La FSU Territoriale exige des titularisations, pas des contrats précaires

  • Publié le 12 mai 2026 à 16:25
  • Actualisé le 12 mai 2026 à 16:26
Drapeau FSU

La FSU Territoriale a pris connaissance de la mobilisation des maires prévue le 20 mai 2026 suite à l’annonce de seulement 4.000 contrats PEC pour La Réunion. (Photo d'illustration : Richard Bouhet/www.imazpress.com)

4.000 PEC pour près d’1 million de Réunionnais est une provocation. La colère des maires est légitime : sans ces agents, les services publics s’effondrent.
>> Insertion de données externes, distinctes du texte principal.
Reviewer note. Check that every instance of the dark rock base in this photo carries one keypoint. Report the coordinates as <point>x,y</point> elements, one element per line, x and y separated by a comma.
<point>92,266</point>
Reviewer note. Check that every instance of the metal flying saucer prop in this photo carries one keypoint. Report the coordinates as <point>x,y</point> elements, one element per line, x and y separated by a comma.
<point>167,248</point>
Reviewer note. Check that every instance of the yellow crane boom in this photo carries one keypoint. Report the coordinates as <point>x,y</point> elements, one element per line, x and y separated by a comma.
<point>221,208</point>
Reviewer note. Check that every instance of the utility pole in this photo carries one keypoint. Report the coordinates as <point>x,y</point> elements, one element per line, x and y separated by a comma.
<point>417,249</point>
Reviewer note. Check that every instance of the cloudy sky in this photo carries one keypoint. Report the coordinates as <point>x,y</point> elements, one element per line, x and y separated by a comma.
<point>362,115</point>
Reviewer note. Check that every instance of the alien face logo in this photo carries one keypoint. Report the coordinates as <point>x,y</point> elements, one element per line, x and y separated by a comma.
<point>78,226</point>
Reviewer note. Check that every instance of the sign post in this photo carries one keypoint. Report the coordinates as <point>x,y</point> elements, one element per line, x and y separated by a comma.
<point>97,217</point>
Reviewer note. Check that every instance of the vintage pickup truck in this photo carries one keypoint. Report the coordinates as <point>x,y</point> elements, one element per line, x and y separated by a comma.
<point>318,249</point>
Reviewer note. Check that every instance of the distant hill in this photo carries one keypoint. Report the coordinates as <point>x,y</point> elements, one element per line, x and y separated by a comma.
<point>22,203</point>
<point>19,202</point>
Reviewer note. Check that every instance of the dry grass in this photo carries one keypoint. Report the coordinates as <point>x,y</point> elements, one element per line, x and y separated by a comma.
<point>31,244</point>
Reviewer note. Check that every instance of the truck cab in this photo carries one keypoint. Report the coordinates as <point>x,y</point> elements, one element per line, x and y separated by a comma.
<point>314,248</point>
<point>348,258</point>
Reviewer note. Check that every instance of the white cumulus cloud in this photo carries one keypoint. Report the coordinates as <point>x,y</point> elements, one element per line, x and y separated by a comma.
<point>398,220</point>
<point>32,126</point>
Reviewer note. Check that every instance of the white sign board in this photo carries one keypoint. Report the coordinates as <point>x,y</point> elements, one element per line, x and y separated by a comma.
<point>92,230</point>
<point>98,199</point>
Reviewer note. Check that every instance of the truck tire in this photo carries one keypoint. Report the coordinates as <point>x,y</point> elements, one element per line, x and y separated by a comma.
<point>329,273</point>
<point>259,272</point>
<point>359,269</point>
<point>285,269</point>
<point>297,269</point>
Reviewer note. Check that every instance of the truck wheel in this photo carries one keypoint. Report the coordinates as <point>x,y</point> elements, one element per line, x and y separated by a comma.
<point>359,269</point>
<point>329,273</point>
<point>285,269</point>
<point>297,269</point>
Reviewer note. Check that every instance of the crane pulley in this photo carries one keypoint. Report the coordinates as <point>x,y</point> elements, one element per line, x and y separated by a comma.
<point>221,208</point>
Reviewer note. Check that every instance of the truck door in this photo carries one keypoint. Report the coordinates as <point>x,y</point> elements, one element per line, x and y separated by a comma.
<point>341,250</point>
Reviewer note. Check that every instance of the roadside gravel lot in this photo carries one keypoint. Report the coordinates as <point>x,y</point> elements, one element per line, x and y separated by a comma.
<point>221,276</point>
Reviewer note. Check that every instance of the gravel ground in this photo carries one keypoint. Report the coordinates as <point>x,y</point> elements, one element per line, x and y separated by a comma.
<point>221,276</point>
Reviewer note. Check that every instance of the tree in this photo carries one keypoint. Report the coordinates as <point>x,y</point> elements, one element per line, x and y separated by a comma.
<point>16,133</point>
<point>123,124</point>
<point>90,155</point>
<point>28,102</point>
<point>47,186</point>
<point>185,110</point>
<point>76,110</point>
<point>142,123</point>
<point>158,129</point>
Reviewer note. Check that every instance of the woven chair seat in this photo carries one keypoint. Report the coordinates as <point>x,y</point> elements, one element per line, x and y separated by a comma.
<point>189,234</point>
Pour autant, la FSU Territoriale ne se joindra pas à une mobilisation qui se limiterait à réclamer plus de contrats PEC. Ce serait cautionner la pérennisation de la précarité. Les PEC ne sont pas une politique d’emploi. C’est une variable d’ajustement budgétaire qui broie des vies depuis 40 ans.

La FSU Territoriale, par ailleurs signataire du Collectif "100 000 emplois", porte 4 exigences face à l’État :
1. Moratoire immédiat sur la baisse des PEC 2026 pour éviter la rupture des services publics dès le 1er juin.

2. Plan de dé-précarisations par la titularisation. 70% des PEC actuels occupent des postes de catégorie C 1er grade - agents d’entretien, de cantine, de voirie, d’espaces verts - relevant du recrutement direct sans concours prévu par l’article L326-1 du Code Général de la Fonction Publique. Sur 4 000 postes, 2 800 agents peuvent être stagiairisés dès maintenant. Pour les autres : CDI de droit public puis concours adaptés.

3. Fin du recours aux PEC sur les postes permanents. Un service public = un emploi statutaire.

4. Dotations d’État fléchées vers la masse salariale statutaire. À coût constant, transformons la précarité en emploi stable.

L’État doit cesser de jouer les communes contre les agents. Il doit financer de vrais postes pour assurer les missions de service public. Les outils légaux existent. Il manque la volonté politique.